Die von der Bundesregierung als besonders sicher beworbene elektronische Post, die sogenannte De-Mail, weist nach Ansicht von Experten erhebliche Sicherheitslücken auf. Sie raten davon ab, die rechtsverbindliche E-Mail in ihrer jetzigen Form wie geplant im kommenden Jahr einzuführen, da die Daten nicht durchgängig verschlüsselt würden.

„Ich habe schwere Bedenken und bin gegen das De-Mail-Gesetz. Die Sicherheitslücken sind nicht zu übersehen“, sagte Thomas Lapp, Anwalt und IT-Experte der Bundesrechtsanwaltskammer, der Frankfurter Rundschau.
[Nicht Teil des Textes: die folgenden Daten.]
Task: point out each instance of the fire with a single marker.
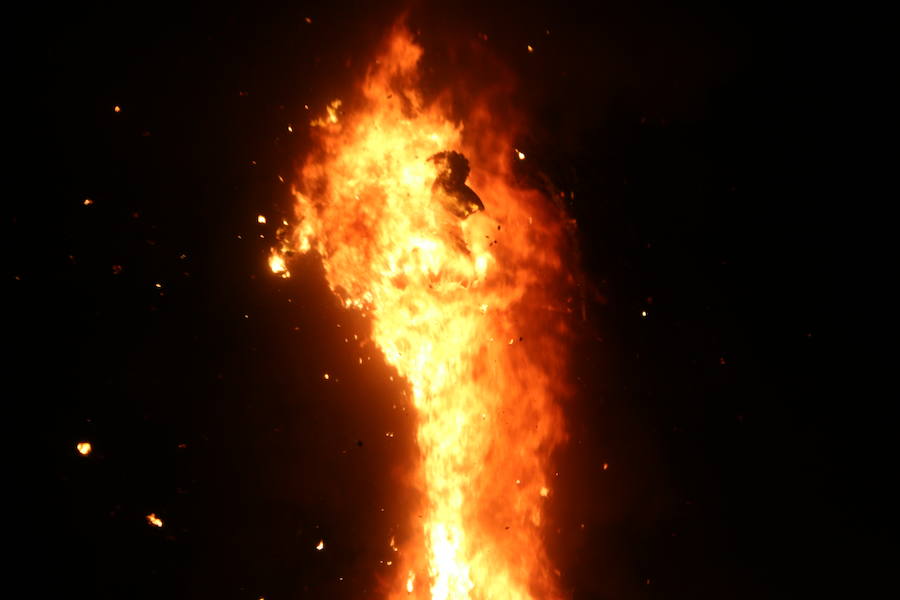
(465, 302)
(154, 520)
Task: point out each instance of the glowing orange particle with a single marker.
(154, 520)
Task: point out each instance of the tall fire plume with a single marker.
(467, 302)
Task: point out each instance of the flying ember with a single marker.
(419, 224)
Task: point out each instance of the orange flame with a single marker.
(467, 310)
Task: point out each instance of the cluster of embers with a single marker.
(450, 184)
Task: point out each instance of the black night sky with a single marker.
(204, 397)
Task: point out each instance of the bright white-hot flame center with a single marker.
(447, 299)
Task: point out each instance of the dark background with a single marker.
(679, 132)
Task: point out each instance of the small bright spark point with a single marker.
(154, 520)
(276, 264)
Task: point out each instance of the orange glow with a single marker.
(154, 520)
(465, 303)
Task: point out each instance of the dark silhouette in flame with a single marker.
(450, 185)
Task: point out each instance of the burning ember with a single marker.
(419, 225)
(154, 520)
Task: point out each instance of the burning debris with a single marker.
(393, 231)
(450, 184)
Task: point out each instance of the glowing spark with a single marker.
(154, 520)
(276, 264)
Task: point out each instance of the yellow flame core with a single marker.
(447, 297)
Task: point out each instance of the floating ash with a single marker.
(420, 226)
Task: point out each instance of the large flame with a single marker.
(468, 310)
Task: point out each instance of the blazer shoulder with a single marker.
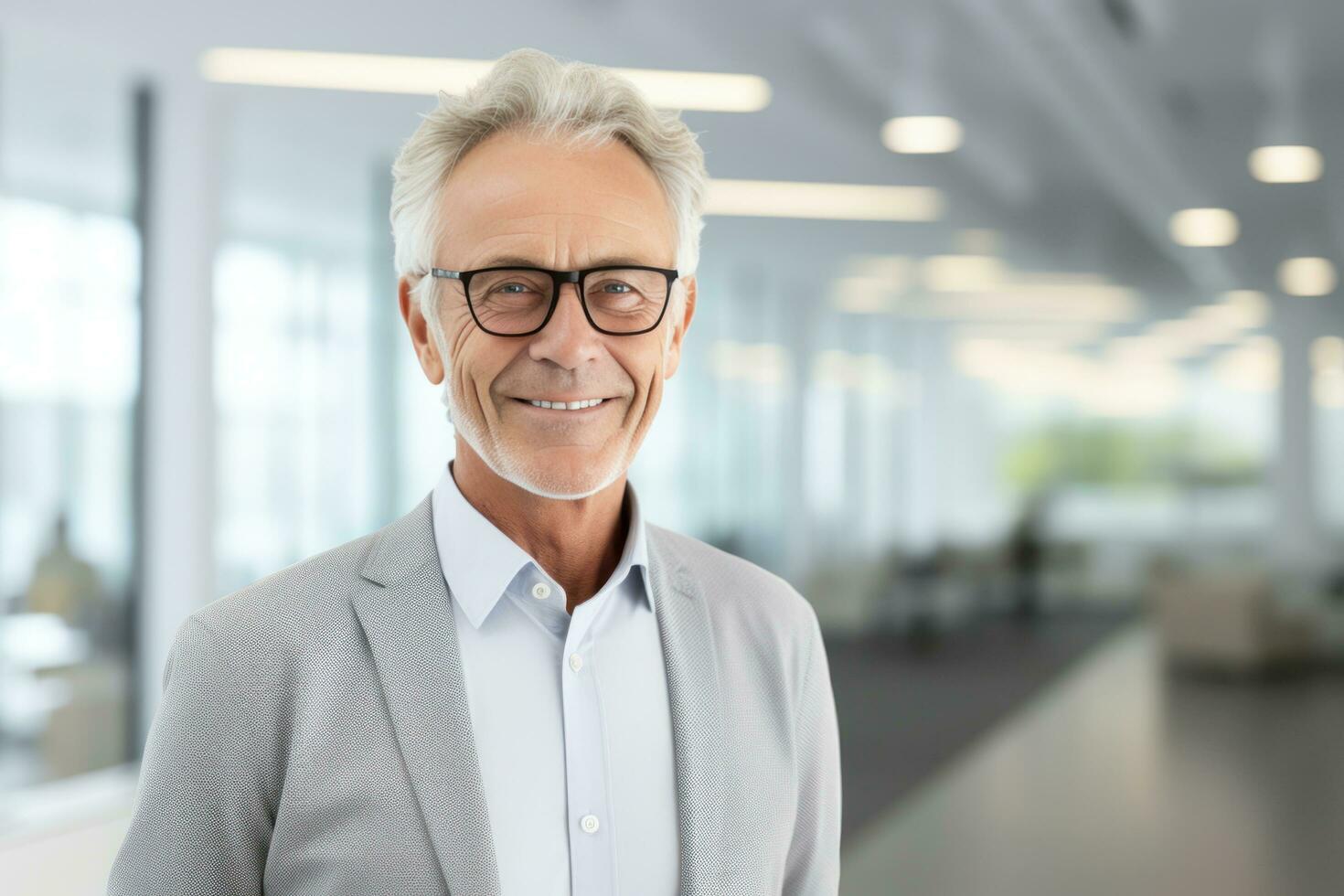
(741, 584)
(292, 601)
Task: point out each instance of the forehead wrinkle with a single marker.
(543, 243)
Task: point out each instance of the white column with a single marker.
(1298, 539)
(186, 155)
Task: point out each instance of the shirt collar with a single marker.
(480, 561)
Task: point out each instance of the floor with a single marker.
(1124, 778)
(1113, 778)
(906, 709)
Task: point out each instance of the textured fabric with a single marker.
(315, 733)
(571, 715)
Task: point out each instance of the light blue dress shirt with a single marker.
(571, 715)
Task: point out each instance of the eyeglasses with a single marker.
(620, 300)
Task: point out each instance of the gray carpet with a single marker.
(905, 709)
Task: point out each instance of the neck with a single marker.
(575, 541)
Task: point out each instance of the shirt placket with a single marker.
(591, 824)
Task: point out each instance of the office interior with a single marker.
(1019, 351)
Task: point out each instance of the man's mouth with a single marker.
(580, 404)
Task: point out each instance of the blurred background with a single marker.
(1019, 352)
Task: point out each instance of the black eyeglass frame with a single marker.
(560, 277)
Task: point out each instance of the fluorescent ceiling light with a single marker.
(921, 134)
(829, 202)
(1285, 164)
(961, 272)
(1307, 275)
(1253, 367)
(858, 294)
(1328, 389)
(1204, 228)
(377, 73)
(763, 363)
(1328, 354)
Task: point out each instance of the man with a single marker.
(520, 687)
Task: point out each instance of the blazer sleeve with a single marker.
(812, 867)
(202, 819)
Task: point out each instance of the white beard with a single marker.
(512, 465)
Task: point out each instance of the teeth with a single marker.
(571, 406)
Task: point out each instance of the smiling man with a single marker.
(522, 687)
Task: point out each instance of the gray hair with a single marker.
(531, 91)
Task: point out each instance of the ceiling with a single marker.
(1087, 121)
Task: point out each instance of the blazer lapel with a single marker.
(694, 695)
(408, 617)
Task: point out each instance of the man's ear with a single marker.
(672, 357)
(425, 348)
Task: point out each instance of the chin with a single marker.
(562, 473)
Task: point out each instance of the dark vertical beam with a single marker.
(385, 332)
(143, 123)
Laut Lapp ist zwar die Übertragung der De-Mails vom Nutzer zum zentralen Server der Anbieter sicher, jedoch würden die elektronischen Briefe dort aus technischen Gründen kurz ent- und wieder verschlüsselt. Bei der Weiterleitung an einen anderen De-Mail-Anbieter wiederholt sich dieser Vorgang. In diesen Momenten könnten Angreifer, die sich – wie in der Vergangenheit bereits geschehen – Zugang zum Server des Anbieters verschafft haben, Inhalte kopieren oder manipulieren.

Gert Metternich, Projektleiter der Telekom, bestätigte gegenüber der Zeitung, dass die Nachrichten kurz geöffnet werden: „Im De-Mail-System werden die Mails für den Bruchteil einer Sekunde auf den Servern der Provider entschlüsselt und sofort wieder verschlüsselt und dann weitergeschickt.“ Dies geschehe auf Servern, die staatlich überprüften Sicherheitsstandards entsprächen und abgeschottet seien. „Insofern haben wir überhaupt keine Bedenken, dass die De-Mails nicht sicher sind.“

Lapp sieht das anders: Das System funktioniere wie ein Brief, der bis zu zweimal unterwegs geöffnet und in ein neues Kuvert gesteckt werde. „Das Versprechen, so sicher wie ein Brief zu sein, wird damit nicht eingehalten.“ Auch Elmar Müller, Vorstandschef des Deutschen Verbands für Post, Informationstechnologie und Telekommunikation (DVPT), der die De-Mail eigentlich befürwortet, vertritt die Meinung, dass „diese Lücke dringend geschlossen werden muss“.

Bitkom-Präsident August-Wilhelm Scheer hält die Sicherheitsbedenken hingegen für unbegründet: „Gegenüber der bisherigen E-Mail oder dem Einschreiben und Brief in Papierform bedeutet De-Mail einen Quantensprung in puncto Sicherheit. De-Mail macht Deutschland weltweit gesehen zum Vorreiter beim sicheren Mail-Verkehr. Wir brauchen dringend eine echte digitale Alternative zum Papierbrief. Diese Chance für mehr Effizienz in Wirtschaft und Verwaltung darf nicht durch unberechtigte Bedenken zerredet werden.“

Bei der Deutschen Telekom und United Internet (GMX, Web.de) können sich Nutzer schon um eine De-Mail-Adresse bemühen. Der Start des rechtssicheren elektronischen Briefs ist für spätestens 2011 geplant.

Die rechtliche Grundlage – das De-Mail-Gesetz – soll im vierten Quartal 2010 verabschiedet werden. Danach zertifiziert das Bundesamt für Sicherheit in der Informationstechnik (BSI) alle Provider, die einen rechtssicheren E-Mail-Dienst anbieten. Die Kriterien werden derzeit erarbeitet. Das BSI hat in seiner Richtlinie zur De-Mail eine erste Übersicht über die technischen Vorgaben (PDF) veröffentlicht.

Offizielle Partner des Projekts sind GMX, Web.de, Mentana, T-Home sowie T-Systems. Die Deutsche Post war vergangenes Jahr aus dem De-Mail-Konsortium ausgestiegen. Sie bietet seit vergangener Woche mit dem E-Postbrief ein Konkurrenzprodukt an.